Finans ve Çevre Etkileşimi Üzerine Güncel Araştırmalar.
Özet
Küresel iklim rejiminin piyasa temelli politikalara yönelmesiyle karbon fiyatlaması; karbon vergileri, emisyon ticaret sistemleri ve karbon kredileri aracılığıyla ekonomik karar alma süreçlerinin merkezine yerleşmiştir. Gayrimenkul sektöründe ise operasyonel ve gömülü karbon, bina yaşam döngüsü maliyetini ve varlık değerini belirleyici unsurlar hâline gelmiştir.

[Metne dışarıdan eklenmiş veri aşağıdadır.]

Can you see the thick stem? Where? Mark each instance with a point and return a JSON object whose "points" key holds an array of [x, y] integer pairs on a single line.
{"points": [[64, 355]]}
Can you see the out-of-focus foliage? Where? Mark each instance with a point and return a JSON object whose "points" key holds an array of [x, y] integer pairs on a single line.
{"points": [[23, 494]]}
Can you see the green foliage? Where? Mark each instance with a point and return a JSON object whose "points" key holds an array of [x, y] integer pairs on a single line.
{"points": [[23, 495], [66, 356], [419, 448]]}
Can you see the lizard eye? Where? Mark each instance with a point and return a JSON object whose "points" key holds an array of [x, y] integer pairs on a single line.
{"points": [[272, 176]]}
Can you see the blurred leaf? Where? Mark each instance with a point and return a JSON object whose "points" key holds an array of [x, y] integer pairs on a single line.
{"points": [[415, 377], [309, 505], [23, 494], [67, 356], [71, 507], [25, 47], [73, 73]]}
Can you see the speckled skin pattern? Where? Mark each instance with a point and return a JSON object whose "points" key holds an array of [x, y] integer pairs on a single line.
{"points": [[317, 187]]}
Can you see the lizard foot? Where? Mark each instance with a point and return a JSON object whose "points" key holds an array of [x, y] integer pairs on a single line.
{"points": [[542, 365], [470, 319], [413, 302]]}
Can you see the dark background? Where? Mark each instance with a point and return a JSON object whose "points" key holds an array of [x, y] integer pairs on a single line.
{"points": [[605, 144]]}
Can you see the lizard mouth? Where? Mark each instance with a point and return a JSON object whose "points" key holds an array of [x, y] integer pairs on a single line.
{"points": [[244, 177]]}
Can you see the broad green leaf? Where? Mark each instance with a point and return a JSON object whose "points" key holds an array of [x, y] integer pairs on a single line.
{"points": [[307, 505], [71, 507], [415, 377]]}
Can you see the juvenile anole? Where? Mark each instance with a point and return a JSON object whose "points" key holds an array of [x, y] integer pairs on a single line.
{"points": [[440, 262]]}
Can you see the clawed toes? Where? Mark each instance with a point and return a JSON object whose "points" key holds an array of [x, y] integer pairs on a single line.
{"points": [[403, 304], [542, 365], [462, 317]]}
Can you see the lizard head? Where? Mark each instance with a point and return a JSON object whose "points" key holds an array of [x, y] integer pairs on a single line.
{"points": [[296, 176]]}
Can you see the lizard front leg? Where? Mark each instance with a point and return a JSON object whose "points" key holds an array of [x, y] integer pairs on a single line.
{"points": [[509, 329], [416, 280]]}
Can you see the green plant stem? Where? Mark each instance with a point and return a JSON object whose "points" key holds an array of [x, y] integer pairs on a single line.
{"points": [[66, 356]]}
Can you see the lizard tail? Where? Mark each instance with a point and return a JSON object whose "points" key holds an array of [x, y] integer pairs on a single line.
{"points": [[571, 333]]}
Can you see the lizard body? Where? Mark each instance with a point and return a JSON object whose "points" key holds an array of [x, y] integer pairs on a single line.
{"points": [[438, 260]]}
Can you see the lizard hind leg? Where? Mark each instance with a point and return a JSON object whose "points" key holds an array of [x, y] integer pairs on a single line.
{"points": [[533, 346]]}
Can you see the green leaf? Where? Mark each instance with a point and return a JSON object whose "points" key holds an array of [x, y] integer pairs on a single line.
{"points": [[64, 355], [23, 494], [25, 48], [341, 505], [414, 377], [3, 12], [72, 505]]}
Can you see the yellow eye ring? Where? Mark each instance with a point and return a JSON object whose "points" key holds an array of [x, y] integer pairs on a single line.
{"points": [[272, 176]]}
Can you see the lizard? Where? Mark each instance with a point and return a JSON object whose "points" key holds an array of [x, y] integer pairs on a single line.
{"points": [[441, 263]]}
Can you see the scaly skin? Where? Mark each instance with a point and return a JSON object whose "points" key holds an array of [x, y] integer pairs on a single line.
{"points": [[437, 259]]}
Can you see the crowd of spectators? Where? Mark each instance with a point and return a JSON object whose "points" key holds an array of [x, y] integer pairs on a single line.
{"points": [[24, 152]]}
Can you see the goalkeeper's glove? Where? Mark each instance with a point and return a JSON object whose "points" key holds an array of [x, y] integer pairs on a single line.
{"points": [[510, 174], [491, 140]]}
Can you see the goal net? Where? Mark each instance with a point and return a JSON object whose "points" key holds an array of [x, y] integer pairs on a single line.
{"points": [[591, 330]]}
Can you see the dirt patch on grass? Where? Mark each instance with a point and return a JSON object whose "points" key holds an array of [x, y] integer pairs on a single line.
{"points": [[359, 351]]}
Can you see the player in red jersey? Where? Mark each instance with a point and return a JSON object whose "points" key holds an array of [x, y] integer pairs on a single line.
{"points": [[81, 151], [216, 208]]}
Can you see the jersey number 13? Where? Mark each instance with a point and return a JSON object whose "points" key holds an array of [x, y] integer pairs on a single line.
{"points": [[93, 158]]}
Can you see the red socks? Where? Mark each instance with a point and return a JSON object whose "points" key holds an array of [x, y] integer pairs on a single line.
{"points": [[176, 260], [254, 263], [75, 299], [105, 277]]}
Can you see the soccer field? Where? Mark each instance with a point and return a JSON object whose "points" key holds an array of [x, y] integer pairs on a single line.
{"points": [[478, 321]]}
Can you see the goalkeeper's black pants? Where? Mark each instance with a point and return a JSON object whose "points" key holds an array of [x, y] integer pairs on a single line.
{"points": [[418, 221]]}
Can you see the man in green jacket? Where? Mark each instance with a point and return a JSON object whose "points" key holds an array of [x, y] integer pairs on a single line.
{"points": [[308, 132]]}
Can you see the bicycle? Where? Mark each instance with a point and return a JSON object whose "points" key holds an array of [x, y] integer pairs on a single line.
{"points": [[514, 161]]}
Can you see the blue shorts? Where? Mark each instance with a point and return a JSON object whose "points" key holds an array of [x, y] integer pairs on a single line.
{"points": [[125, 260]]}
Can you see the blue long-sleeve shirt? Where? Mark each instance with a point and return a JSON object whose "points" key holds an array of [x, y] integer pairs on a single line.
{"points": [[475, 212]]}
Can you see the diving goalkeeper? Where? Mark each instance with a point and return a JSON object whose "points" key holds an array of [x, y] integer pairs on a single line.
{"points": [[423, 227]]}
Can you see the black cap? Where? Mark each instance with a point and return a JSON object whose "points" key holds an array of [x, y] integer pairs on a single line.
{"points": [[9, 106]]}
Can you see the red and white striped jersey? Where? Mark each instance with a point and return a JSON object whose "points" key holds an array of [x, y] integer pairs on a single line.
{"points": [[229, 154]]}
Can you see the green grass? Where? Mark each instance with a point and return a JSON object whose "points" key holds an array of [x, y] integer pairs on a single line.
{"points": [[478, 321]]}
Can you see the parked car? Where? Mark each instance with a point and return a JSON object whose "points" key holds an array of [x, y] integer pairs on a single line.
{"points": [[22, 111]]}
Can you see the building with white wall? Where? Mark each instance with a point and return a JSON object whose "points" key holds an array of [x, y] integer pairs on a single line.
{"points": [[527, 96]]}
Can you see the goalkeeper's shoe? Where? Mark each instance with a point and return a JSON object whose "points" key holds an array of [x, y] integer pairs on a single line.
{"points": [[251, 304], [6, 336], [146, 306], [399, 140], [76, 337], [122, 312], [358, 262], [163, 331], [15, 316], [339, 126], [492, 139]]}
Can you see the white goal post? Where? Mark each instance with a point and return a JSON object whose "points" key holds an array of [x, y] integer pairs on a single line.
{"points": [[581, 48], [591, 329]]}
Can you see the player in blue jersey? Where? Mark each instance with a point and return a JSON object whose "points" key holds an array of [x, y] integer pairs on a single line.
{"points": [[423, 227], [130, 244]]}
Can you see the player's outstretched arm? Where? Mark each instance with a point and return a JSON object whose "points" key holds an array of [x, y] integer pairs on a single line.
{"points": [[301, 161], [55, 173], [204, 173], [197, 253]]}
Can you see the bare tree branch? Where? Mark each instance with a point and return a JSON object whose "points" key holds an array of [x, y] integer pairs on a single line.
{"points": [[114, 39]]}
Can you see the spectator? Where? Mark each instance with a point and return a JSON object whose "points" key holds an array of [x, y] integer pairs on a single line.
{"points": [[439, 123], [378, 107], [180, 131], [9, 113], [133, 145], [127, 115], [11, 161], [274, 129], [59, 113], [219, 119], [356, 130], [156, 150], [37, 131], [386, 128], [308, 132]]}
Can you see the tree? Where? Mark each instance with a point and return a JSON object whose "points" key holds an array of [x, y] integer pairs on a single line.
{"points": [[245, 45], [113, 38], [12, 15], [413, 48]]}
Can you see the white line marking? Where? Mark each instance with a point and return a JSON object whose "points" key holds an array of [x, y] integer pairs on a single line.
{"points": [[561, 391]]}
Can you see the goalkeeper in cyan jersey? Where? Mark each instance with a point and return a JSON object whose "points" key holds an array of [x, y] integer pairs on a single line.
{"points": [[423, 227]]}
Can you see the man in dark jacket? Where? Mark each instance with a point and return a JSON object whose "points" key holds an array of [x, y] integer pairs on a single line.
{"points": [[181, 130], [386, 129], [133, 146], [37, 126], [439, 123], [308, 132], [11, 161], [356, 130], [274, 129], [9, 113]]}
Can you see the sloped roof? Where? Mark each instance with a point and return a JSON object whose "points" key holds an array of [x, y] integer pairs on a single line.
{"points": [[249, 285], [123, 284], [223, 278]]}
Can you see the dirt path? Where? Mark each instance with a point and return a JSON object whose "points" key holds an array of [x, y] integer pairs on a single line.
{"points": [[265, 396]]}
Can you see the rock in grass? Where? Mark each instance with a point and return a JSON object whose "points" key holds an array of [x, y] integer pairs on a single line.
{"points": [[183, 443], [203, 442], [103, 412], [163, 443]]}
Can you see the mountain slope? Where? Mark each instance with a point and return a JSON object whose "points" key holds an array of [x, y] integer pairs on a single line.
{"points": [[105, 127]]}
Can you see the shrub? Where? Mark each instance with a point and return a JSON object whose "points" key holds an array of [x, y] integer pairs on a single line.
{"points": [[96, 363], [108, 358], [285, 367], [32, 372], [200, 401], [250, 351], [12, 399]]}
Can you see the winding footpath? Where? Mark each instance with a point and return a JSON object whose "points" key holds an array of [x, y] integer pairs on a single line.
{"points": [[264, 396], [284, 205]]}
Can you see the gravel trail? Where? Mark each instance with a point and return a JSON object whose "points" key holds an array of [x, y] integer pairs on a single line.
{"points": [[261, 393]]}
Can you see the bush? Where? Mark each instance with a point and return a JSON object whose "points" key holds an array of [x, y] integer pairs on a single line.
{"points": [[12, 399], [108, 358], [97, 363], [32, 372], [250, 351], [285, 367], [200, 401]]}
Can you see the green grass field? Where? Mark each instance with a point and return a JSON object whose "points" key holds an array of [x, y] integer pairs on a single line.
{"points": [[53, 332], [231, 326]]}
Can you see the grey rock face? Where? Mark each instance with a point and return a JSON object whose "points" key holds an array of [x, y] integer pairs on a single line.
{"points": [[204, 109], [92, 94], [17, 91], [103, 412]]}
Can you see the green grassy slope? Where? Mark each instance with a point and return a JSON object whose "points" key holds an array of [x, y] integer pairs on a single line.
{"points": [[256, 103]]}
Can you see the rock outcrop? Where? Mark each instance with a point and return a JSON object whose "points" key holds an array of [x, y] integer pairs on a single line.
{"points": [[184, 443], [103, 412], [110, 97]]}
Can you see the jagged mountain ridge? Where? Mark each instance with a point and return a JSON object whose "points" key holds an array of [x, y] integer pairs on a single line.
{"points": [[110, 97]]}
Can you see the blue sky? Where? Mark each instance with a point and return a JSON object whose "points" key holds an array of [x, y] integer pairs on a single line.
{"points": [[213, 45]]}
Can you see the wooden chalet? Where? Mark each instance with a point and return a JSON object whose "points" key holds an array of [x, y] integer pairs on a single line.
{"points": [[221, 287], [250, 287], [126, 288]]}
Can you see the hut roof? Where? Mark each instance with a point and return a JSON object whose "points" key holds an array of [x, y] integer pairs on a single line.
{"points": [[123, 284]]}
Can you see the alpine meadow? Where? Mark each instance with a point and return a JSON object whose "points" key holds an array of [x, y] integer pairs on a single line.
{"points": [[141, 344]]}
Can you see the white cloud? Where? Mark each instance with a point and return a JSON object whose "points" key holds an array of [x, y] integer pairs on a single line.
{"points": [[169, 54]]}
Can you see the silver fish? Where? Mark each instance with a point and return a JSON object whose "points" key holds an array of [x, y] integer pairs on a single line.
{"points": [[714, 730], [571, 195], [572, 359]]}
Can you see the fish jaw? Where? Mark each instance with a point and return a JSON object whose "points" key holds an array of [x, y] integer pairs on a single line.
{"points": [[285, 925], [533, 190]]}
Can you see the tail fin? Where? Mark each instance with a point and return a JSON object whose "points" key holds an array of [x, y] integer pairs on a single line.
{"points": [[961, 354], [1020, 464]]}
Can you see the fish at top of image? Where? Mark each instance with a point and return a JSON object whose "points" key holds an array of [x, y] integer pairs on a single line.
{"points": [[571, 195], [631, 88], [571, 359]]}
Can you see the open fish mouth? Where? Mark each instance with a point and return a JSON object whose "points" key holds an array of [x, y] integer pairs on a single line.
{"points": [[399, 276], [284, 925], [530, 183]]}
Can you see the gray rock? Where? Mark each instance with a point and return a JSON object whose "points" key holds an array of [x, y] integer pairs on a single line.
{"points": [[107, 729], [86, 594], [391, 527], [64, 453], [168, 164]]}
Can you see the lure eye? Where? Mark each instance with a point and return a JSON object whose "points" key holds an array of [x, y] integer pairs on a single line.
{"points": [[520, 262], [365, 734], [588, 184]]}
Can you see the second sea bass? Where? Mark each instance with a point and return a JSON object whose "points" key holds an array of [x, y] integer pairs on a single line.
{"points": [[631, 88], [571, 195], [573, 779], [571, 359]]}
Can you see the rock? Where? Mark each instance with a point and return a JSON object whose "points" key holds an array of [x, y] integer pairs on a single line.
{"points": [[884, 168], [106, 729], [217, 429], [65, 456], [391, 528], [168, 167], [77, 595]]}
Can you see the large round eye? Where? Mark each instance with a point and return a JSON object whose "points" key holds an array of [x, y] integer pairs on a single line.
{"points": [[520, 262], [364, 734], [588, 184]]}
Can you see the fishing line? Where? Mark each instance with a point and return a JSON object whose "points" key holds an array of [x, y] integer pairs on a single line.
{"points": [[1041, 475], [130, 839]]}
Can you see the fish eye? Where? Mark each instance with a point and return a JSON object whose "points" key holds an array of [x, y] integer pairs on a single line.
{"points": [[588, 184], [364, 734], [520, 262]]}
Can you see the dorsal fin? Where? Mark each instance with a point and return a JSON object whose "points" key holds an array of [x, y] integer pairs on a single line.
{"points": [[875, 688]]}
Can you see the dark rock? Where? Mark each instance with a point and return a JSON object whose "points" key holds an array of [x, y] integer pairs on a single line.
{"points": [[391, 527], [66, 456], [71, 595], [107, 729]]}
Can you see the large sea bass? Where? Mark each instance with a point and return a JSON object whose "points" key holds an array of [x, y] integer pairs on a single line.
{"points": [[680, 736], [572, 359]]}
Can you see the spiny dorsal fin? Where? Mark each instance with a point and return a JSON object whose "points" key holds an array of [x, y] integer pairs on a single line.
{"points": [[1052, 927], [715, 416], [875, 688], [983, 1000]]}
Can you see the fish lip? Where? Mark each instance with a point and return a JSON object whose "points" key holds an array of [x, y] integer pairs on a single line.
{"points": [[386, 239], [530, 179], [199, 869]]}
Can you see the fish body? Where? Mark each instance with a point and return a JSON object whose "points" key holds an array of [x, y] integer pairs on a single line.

Bu bağlamda sürdürülebilir binaların “yeşil prim”, karbon yoğun yapıların ise “kahverengi iskonto” oluşturduğu; enerji verimliliği uygulamaları, düşük karbonlu malzeme kullanımı ve sertifikasyonların yatırımcı talebi ve finansman koşulları üzerinde doğrudan etkili olduğu görülmektedir. Uluslararası finans kuruluşlarının yeşil bina programları ve dayanıklılık endeksleri, karbonun ölçülmesi ve raporlanması için standart bir çerçeve sunarak yatırım kararlarını desteklemektedir. Çalışma kapsamında karbon piyasalarının finansal araçlarla entegrasyonu ele alınarak gayrimenkul sektörü ile olan ilişkisi ve Türkiye için öneriler ortaya konulmaya çalışılmıştır. 2025 tarihli İklim Kanunu ile ulusal Emisyon Ticaret Sistemi’nin kurulması, inşaat sektörü başta olmak üzere karbon yoğun girdilerin maliyet yapısını dönüştürecek bir mekanizma olarak değerlendirilmektedir. Gömülü karbon maliyetinin artan görünürlüğü; yaşam döngüsü değerlendirmesi, karbon ayak izi ölçümü ve yeşil finansman araçlarını gayrimenkul geliştirme süreçlerinin zorunlu unsurları hâline getirmektedir. Bu dönüşüm, iklim hedefleriyle uyumlu bir piyasa yapısı oluşturulabilmesi için politika tasarımının yeniden şekillendirilmesini gerektirirken kamu otoriteleri ve sektördeki şirketler açısından yeni yükümlülükler, maliyet dinamikleri ve stratejik uyum gereklilikleri doğurmaktadır.